Many thanks for your reply David, I really appreciate everyone's thoughts.
I certainly agree that different organisations do things in different ways. I guess I'm a stickler for always trying to drive "best" or "better" practice, rather than just going with the flow. I know that there's no one size fits all approach/method to software development, but I'm convinced of having at least a loose framework to make sure everything is covered in a consistent manner.
In response to your questions:
"The customer may also want to see more detail of the actual solution at a high-level". Why? Because they don't believe the list of requirements is correct or complete?
No, but because a list of funtional requirement statements isn't a "solution" per se. The functional requirements have not been "realised" until they are defined as part of a high-level design. Or at least, that's what my organisation likes to think.

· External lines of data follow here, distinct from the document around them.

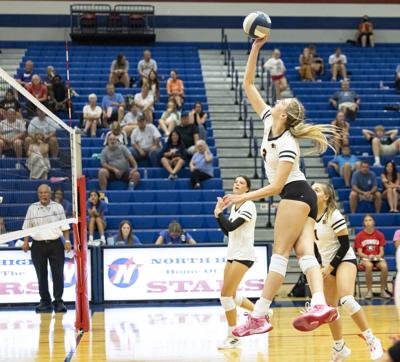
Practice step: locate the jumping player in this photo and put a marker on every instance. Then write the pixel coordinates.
(339, 269)
(295, 219)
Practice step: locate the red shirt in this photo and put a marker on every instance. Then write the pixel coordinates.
(370, 243)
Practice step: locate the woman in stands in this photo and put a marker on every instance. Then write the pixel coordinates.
(240, 229)
(339, 269)
(295, 219)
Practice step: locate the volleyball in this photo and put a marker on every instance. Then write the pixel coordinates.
(257, 24)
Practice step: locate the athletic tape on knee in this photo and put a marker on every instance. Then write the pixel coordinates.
(278, 264)
(227, 303)
(350, 304)
(238, 299)
(307, 262)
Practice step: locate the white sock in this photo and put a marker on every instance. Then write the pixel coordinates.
(230, 329)
(261, 308)
(318, 298)
(338, 345)
(368, 335)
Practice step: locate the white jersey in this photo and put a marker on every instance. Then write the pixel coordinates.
(241, 240)
(328, 244)
(281, 148)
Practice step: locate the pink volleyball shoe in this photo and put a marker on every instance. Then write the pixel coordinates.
(314, 316)
(253, 326)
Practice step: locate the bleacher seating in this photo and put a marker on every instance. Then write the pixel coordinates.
(156, 201)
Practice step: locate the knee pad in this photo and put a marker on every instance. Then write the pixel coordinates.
(307, 262)
(278, 264)
(227, 303)
(350, 304)
(238, 299)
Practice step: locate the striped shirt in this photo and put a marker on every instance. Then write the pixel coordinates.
(38, 215)
(281, 148)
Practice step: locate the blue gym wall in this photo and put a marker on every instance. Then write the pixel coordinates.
(201, 21)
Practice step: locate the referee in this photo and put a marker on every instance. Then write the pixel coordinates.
(47, 247)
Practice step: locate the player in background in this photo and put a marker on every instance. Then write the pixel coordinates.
(339, 270)
(295, 219)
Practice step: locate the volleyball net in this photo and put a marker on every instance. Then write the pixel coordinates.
(38, 148)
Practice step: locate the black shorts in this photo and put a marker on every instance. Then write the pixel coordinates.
(301, 191)
(352, 261)
(248, 263)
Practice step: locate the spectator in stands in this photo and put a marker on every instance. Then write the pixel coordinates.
(153, 84)
(342, 136)
(113, 105)
(365, 34)
(58, 95)
(146, 65)
(201, 164)
(277, 69)
(397, 79)
(173, 155)
(346, 100)
(38, 162)
(38, 89)
(125, 235)
(117, 163)
(384, 143)
(189, 133)
(145, 102)
(370, 244)
(26, 77)
(174, 235)
(306, 70)
(176, 89)
(391, 185)
(317, 61)
(91, 116)
(145, 140)
(96, 211)
(117, 131)
(129, 122)
(119, 71)
(338, 63)
(169, 119)
(12, 134)
(45, 125)
(59, 197)
(364, 187)
(345, 164)
(9, 101)
(199, 118)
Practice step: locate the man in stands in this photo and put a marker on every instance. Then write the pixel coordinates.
(146, 65)
(117, 163)
(12, 134)
(364, 187)
(338, 63)
(346, 100)
(189, 133)
(370, 246)
(383, 142)
(345, 164)
(145, 140)
(46, 126)
(26, 77)
(113, 105)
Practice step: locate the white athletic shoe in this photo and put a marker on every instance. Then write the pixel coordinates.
(230, 342)
(339, 356)
(375, 348)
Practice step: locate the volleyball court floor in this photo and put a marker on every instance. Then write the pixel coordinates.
(179, 333)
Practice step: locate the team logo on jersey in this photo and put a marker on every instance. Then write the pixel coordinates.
(123, 272)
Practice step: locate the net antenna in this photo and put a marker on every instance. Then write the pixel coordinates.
(38, 147)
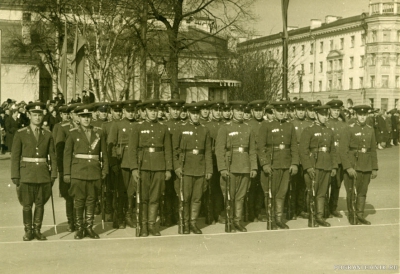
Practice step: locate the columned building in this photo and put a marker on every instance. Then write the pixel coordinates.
(341, 58)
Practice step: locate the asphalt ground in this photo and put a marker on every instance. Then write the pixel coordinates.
(370, 249)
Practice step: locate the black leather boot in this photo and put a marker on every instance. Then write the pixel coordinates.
(320, 212)
(195, 209)
(186, 217)
(278, 214)
(89, 216)
(360, 211)
(37, 224)
(238, 212)
(79, 223)
(129, 213)
(153, 229)
(69, 207)
(27, 219)
(144, 232)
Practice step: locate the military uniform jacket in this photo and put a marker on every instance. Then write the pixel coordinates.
(278, 134)
(118, 138)
(338, 128)
(148, 135)
(236, 135)
(193, 143)
(313, 138)
(25, 145)
(77, 143)
(362, 138)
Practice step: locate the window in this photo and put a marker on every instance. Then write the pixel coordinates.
(385, 59)
(385, 81)
(373, 36)
(386, 36)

Next, are you then saying that having use case replaces functional requirement statements, so a high-level design isn't needed? Because the customer will see the use cases and then believe all of their requirements have been captured?
Yes to the above. My feeling is that Use Cases can replace functional requirements statements. Supplementary requirements (non-functional requirements and business rules) can be documented as statements, but the bulk of the functional requirements can be captured in Use Cases. Since Use Cases go further than functional requirements statements in capturing behaviour independent of technology or platform, they should be sufficient as an agreement with the customer for the basis of the system. Additional User Inteface wireframes may be useful in more complex systems.

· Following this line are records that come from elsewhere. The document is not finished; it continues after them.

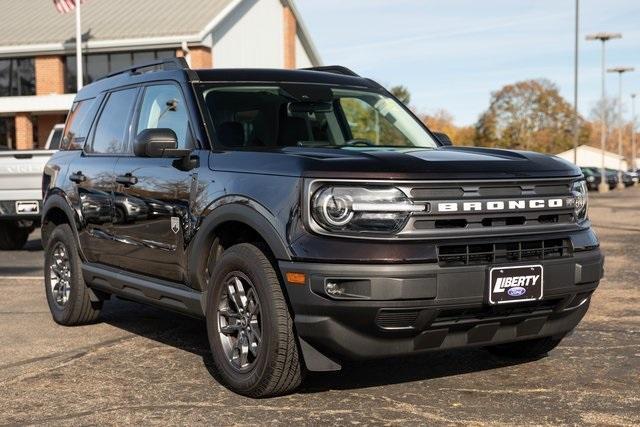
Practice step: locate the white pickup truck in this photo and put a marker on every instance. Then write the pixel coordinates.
(21, 190)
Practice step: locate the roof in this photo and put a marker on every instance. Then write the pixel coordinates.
(282, 75)
(231, 75)
(34, 26)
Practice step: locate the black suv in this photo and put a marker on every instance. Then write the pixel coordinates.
(311, 219)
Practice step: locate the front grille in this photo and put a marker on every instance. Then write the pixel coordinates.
(488, 253)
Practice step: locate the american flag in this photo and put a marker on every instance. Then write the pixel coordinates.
(66, 6)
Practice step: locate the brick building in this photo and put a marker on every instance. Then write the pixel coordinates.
(37, 49)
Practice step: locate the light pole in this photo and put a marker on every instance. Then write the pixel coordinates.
(604, 38)
(633, 133)
(620, 71)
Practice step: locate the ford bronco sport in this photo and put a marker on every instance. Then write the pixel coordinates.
(310, 219)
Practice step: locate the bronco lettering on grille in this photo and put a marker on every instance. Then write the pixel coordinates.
(501, 205)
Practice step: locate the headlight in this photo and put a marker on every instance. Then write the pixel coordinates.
(361, 209)
(581, 197)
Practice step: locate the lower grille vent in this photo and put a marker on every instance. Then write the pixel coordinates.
(397, 319)
(487, 253)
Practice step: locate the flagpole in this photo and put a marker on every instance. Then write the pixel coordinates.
(79, 80)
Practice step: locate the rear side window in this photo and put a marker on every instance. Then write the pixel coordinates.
(78, 124)
(55, 140)
(110, 132)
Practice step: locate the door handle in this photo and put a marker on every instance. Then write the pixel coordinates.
(127, 180)
(77, 177)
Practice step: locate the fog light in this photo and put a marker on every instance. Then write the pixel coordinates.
(348, 289)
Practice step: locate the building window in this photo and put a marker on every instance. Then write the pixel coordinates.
(97, 65)
(17, 77)
(7, 133)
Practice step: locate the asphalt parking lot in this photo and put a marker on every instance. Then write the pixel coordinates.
(144, 366)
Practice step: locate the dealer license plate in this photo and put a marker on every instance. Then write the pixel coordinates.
(515, 284)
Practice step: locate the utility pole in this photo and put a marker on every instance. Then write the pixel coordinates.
(604, 38)
(79, 76)
(634, 153)
(620, 71)
(576, 131)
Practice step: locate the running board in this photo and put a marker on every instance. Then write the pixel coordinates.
(146, 290)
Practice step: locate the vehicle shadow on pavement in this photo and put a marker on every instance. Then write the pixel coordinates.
(190, 335)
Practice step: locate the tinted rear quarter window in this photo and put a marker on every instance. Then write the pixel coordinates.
(78, 124)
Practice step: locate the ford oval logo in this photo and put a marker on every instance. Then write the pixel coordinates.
(516, 291)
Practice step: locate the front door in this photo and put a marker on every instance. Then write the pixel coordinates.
(151, 195)
(93, 174)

I follow an approach that creates use cases in order to derive functional requirement statements, so I have both to show that the requirements are complete and correct.
I don't write out functional requirements statements, but I know that some people do. I document the "Business Needs" and trace these to the Use Cases and non-functional requirements and Business rules. I also include higher level "feature" statements to summarise the functionality of the system, although I know that this is contentious.